The other 50% goes into expanding out your idea with traditional keyword research (which is more easily inspired by the first half of this exercise. Seriously – try it!). But you still have to tie your topic/concepts into the reason for writing in the first place. What is everything this piece should do? Once you jotted down your ideas (you’ve likely made some changes back and forth as your brain juice started flowing), you’re ready to put pen to paper.
Finding The Concepts And Relationships
In Rand’s WBF he mentioned a tool called nTopic. That was new to us, but we were unable to get it to work at this time. However, we’ve been using the Alchemy API. This company lets you demo their AlchemyLanguage API here (h/t to Matt Brown from Moz for introducing this to me): http://www.alchemyapi.com/products/demo/alchemylanguage/. The purpose of the API is to provide language processing and text analysis for apps that need such a thing. For us, the demo suits our purpose. It’s far from perfect; “directional” is a much more apt word. But I’m a huge fan of directional data over guesswork.
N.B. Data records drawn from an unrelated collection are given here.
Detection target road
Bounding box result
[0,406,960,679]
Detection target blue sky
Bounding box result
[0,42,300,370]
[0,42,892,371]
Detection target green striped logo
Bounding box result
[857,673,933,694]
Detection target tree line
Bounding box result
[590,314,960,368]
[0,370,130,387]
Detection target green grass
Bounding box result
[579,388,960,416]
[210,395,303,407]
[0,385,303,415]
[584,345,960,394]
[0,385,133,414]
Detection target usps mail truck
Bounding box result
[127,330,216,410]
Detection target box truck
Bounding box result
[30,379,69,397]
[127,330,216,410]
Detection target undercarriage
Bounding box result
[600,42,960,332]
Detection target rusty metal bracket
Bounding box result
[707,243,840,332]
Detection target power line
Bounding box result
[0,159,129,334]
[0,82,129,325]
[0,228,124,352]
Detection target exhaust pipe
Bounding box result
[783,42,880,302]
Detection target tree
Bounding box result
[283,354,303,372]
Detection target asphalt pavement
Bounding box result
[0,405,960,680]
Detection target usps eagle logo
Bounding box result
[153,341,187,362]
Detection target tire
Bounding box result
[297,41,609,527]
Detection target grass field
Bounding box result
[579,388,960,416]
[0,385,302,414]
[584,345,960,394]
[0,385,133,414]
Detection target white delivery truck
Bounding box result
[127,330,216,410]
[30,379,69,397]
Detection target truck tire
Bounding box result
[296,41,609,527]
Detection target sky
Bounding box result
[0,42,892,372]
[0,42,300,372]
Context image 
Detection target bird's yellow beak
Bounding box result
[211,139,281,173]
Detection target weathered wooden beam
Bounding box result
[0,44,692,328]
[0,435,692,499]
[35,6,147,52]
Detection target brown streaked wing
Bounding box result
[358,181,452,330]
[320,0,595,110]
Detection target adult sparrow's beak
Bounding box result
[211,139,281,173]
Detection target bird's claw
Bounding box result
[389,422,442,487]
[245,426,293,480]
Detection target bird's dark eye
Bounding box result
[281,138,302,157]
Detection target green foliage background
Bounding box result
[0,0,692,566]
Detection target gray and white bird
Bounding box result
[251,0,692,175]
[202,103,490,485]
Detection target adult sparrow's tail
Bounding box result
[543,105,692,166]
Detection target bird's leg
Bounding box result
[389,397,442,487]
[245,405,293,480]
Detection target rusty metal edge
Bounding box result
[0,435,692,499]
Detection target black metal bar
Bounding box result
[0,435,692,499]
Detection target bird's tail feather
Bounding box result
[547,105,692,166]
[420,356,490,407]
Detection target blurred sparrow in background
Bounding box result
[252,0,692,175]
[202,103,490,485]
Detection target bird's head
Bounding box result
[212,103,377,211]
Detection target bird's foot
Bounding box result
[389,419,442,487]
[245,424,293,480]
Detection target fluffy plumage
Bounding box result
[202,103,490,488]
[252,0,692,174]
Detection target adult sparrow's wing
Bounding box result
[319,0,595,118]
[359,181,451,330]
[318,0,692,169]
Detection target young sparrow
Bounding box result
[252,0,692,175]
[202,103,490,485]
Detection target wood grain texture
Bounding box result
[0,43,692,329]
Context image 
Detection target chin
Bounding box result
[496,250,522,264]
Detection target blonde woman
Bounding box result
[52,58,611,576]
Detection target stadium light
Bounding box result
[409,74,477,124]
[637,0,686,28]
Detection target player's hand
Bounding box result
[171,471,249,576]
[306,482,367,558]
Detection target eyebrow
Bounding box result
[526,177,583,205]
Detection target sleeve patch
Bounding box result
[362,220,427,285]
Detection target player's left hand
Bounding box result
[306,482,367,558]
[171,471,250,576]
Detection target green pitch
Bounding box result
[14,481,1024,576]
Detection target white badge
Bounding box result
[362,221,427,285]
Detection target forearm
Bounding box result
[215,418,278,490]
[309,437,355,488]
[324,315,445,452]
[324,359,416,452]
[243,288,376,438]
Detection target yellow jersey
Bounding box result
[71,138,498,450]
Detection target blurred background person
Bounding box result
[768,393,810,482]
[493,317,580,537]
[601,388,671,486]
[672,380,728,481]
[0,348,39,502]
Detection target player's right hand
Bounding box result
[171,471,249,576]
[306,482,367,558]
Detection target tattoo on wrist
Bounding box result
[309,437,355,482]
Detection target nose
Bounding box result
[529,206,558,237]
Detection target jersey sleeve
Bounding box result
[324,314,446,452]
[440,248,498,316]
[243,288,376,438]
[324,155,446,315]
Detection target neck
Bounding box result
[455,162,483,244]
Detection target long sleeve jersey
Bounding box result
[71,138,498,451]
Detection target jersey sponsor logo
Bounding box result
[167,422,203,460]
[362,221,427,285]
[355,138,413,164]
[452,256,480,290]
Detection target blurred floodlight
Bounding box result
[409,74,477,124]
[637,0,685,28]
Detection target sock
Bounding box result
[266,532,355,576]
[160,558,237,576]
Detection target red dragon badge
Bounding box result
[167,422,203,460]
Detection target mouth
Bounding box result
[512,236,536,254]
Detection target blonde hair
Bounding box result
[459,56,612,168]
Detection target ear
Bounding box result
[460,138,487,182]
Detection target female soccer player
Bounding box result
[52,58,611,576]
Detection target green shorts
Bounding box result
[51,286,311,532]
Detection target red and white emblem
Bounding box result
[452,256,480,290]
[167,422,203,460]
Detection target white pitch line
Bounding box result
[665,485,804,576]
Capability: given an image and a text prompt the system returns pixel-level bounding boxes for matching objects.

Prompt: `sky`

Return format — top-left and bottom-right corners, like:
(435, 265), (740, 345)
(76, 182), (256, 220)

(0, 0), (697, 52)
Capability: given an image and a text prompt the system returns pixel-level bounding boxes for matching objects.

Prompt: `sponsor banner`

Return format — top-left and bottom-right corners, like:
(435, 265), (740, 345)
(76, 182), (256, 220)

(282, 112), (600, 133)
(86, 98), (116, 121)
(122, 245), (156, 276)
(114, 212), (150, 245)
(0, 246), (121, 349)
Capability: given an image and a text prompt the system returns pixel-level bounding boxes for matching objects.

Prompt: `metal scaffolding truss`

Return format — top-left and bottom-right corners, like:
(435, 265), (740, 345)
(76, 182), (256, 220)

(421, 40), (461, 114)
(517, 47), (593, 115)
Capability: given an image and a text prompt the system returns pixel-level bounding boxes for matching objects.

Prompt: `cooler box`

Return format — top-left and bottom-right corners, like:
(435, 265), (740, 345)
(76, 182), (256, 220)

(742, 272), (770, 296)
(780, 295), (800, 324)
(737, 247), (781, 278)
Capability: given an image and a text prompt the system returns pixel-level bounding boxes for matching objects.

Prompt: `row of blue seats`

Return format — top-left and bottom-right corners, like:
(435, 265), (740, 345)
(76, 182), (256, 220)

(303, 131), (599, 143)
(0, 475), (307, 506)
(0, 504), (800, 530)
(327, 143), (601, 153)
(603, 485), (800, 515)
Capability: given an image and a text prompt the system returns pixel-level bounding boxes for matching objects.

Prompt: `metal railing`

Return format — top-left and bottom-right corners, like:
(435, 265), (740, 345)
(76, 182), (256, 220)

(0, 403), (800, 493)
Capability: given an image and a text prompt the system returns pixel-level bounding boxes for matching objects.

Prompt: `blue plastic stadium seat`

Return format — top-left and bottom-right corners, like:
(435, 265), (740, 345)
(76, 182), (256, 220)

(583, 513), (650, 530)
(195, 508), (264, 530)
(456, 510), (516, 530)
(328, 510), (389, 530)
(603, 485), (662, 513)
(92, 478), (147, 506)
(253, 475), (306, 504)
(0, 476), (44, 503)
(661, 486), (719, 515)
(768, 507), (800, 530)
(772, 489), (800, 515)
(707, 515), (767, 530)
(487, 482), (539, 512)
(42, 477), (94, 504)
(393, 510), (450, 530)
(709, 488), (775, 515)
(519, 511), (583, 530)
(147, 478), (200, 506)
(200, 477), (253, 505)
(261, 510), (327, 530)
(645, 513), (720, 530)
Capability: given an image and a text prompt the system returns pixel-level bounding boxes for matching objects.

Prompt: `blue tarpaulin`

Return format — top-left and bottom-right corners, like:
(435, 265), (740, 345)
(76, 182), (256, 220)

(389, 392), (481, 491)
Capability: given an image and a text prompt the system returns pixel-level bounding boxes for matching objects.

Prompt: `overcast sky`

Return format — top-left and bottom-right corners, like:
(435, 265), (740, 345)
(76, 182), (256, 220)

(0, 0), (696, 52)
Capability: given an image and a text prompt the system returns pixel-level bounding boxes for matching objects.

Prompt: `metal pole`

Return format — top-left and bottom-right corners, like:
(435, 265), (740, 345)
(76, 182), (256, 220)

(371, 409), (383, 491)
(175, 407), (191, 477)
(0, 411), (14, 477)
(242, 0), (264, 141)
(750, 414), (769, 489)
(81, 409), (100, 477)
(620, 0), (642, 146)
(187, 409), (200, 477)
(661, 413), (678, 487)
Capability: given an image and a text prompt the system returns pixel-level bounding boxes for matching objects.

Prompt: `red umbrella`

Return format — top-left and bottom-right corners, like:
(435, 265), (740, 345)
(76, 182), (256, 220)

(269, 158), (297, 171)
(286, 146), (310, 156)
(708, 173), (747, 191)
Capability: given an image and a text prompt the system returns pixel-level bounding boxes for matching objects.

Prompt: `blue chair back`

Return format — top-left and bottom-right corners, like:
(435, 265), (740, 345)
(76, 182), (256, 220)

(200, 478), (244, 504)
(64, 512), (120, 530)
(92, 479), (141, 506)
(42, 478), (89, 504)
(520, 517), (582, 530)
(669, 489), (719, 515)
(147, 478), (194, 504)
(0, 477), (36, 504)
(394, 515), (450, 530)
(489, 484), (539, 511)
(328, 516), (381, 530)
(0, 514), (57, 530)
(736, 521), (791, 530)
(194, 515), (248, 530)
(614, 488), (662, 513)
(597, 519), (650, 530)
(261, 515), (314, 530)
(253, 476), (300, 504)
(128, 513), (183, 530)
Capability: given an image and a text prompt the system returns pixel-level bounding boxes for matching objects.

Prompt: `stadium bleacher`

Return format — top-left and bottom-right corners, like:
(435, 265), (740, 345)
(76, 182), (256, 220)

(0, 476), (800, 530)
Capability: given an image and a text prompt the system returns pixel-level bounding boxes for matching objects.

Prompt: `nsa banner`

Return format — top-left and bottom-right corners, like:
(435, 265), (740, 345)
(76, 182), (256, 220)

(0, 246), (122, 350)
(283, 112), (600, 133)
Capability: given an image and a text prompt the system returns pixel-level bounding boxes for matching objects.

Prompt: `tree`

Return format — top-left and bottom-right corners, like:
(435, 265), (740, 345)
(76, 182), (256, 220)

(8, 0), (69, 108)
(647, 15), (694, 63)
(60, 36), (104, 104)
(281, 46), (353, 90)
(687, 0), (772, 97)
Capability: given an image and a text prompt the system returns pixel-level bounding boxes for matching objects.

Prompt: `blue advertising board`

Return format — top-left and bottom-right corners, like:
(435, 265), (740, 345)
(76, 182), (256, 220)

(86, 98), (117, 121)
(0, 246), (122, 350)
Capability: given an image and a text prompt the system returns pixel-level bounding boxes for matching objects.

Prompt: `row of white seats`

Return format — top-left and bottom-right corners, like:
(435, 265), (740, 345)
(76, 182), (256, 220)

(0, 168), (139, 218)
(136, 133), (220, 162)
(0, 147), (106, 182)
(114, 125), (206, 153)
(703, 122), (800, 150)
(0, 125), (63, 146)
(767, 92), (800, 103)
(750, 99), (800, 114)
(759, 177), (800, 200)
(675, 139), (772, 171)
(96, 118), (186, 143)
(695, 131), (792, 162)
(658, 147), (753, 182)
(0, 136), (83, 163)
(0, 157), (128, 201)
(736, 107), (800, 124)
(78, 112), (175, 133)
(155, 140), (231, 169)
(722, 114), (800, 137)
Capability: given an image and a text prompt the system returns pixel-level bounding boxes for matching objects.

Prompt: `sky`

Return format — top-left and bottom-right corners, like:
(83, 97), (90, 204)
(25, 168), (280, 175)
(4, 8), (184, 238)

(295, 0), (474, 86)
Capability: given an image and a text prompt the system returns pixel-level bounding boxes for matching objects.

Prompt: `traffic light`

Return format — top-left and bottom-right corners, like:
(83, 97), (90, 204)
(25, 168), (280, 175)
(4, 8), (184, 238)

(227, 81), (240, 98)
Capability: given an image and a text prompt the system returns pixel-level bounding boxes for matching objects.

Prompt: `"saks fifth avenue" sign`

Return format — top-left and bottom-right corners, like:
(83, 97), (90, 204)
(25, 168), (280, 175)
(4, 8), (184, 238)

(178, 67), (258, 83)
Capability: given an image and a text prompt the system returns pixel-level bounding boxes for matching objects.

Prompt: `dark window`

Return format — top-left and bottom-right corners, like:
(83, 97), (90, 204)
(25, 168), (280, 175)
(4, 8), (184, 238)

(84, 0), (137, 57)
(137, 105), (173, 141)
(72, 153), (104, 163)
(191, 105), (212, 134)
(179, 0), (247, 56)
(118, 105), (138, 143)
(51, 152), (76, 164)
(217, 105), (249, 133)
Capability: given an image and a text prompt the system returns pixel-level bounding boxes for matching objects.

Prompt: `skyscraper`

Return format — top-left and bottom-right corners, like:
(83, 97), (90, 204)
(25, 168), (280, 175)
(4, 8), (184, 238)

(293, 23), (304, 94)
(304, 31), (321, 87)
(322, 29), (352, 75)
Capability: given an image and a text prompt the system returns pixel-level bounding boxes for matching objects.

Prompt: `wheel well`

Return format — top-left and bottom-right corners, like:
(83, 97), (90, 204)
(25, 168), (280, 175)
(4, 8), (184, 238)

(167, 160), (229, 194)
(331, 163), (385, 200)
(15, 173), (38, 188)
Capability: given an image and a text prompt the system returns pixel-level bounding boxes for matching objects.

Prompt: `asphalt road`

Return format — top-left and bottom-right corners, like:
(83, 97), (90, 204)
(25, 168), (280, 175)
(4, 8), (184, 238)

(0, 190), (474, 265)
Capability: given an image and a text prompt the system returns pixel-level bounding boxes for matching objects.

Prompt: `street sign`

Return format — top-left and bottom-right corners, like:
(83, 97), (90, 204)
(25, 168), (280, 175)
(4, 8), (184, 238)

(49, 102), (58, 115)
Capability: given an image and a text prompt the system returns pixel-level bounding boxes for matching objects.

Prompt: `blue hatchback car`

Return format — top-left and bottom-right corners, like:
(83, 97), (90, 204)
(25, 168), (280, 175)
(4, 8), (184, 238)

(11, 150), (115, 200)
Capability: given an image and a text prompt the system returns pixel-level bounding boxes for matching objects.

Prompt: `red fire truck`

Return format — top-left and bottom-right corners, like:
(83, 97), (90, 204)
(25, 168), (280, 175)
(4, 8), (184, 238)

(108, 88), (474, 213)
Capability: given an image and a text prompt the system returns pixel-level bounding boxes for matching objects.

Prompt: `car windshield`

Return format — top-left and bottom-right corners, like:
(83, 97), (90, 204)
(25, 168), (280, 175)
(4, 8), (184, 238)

At our first step, we have our topic and a handful of “top of mind” keywords to find relevant pages in Google. Simple enough, find a competitors page (that has a lot of copy) and paste in the URL. Or copy the relevant text and paste that in. Protip – if Google is doing its job well, the first few pages should be good candidates (duh!!!). I tend to find Wikipedia pages work in many cases, but that’s hardly the only stop you should make. Get a few, run them through.
Next, toggle through the options. I like entities, keywords, concepts, and relations. Using the example above, in “concepts” we quickly pick up that Frank Zappa is relevant to Captain Beefheart, The Mothers of Invention, some record labels, and the Synclavier (something Zappa used to compose). Do these sound like relationships that might prove your piece is worthy of Google’s interest? Maybe! Clearly Alchemy API does not know what Google considers relationships, but not only is this an easy way to hopefully get close, but provides great examples of things to include in copy (where relevant to the goal). In other words, Google aside, this just helps make good content.
The relations tab is also quite useful, identifying subject, action (predicate), and object. There are your triples. RDF and semantic web for the win.
Where To Use This
This can be used anywhere there is a need for those squiggly little shapes we call letters. From blog posts to resource centers to brochure pages. Last week I wrote on ISOOSI about mission marketing. I think it works in that marketing approach as well. We do a lot of eCommerce at Greenlane, so we’ve gone so far as to try to beef up category pages this way as well. If you’ve ever heard me talk about SEOing a vending machine, I think this is one great way to go about it. Granted, a somewhat unorthodox and harder sell, but there’s a little valid argument against it. This will help you create a complimentary experience to a page that otherwise typically just serves to act on people’s transactional search with disregard for informational searches.
Hell, everything I wrote about so far in this post went into the creation of this post, in which some of the concepts were really built by visiting alchemy API more than a few times.
As SEOs, we’re still at the very early stages of understanding all this. Things may change drastically, better or worse. We’ve all gone down the “authorship” path and came up empty. But that’s what makes our industry so great – we have a passion for riding the first wave and being early adopters. When our work hits, it hits big. I see absolutely no downside to learning more about topic modeling and semantic search or spending extra time doing some concept discovery. If it does nothing for your SEO, it will at least ameliorate your copy and give your users more quality and value. That can only benefit your marketing goals.